Every fiber in me wants to scream about wrongness, and say a lot of words about stupidity and unfairness and Lord of the Flies, but with this child, that is not the right approach.
“Honey, of course I will respect your feelings. It’s no big deal to return them . . .
” . . . but let me tell you something first.”
She pauses for a moment. Without looking at me, she creeps a finger under the shoebox lid to stroke the fur again.
“Honey, I can tell you where those boots came from.”
Soft and low from the direction of the shoebox, “What do you mean?”
“I mean just that. I can tell you exactly where those boots came from. Those fancy-schmancy boots that the other girls are using to keep you out of their club? I can tell you that those boots came from Marshalls. They came from Marshall’s, on clearance, for $12.99. All those girls’ parents probably bought them in exactly the same place. Because it really is a heck of a sale.”
A short silence rests between us. Then I see her grow a couple inches right in front of me. She wraps both hands firmly around the shoebox and meets my eyes with a look older than ages and surprisingly solid.
“Okay.” A deep breath. “Okay, I’m going to keep them.

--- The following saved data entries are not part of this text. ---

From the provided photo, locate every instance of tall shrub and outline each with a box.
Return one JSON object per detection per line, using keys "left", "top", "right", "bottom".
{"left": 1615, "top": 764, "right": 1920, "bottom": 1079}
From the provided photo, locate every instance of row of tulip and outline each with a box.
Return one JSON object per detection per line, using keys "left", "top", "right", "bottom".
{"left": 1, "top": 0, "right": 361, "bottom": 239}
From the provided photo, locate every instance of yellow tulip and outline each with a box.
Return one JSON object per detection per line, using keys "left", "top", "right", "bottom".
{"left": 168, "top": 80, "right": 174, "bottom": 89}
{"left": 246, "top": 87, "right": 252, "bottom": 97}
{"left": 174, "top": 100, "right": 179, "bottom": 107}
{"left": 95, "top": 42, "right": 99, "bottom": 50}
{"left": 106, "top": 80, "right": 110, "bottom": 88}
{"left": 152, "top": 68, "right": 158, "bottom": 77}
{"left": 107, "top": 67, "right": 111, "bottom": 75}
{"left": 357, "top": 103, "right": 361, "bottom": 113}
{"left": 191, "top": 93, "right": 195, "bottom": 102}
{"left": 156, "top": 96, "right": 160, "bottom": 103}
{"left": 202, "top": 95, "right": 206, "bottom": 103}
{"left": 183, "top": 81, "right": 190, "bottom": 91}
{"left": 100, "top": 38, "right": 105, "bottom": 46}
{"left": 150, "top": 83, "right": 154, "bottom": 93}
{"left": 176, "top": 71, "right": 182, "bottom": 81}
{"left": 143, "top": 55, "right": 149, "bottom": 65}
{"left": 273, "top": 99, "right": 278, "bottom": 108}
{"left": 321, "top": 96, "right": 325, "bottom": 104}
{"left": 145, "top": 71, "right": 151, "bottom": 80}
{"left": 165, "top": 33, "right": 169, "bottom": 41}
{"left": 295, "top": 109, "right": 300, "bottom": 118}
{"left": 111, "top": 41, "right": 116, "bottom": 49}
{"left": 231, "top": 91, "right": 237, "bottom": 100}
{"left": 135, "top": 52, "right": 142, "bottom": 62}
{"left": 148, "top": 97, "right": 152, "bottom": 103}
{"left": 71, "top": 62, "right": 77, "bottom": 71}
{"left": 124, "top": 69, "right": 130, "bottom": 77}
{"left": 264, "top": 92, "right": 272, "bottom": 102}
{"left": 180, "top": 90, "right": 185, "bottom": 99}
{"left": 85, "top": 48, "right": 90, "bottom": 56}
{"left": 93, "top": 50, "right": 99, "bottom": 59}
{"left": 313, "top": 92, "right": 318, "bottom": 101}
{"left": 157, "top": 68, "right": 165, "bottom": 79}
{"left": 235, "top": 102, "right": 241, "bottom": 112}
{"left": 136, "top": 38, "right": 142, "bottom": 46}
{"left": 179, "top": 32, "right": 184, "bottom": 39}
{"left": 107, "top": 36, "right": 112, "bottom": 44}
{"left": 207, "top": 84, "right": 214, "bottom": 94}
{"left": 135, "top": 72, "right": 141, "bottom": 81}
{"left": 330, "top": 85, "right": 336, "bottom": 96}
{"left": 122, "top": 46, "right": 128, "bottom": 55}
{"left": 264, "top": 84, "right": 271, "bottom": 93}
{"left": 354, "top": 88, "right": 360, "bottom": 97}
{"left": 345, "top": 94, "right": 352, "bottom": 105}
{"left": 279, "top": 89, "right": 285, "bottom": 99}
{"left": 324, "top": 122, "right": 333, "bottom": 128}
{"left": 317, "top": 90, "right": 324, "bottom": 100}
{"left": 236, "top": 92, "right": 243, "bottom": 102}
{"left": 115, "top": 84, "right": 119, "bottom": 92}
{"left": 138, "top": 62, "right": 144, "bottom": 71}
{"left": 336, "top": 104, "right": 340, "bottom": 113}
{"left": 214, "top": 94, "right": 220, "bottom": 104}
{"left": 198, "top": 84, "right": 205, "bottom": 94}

Thank you, Mom!”
Then she is 9 years old again, bouncing up the stairs with a shoebox under her arm.
She may not remember this as a turning point. Or she might. Certainly I remember the day when I refused to let the school bullies make me pull the fire alarm. My mother will tell you about the day she walked home with gravel under her skin after a fall from her bike.
We all have turning points. Seeing one happen right in front of you is a great privilege of parenthood.
Tonight I’m telling you that no rule denies you a turning point, just become you’ve become an adult. Sure, the ship is bigger now. There is a greater weight of commitment, history, complication, pain. But in our hearts we are still the little girls who want the boots. We need to find the strength to accept them, when they are offered.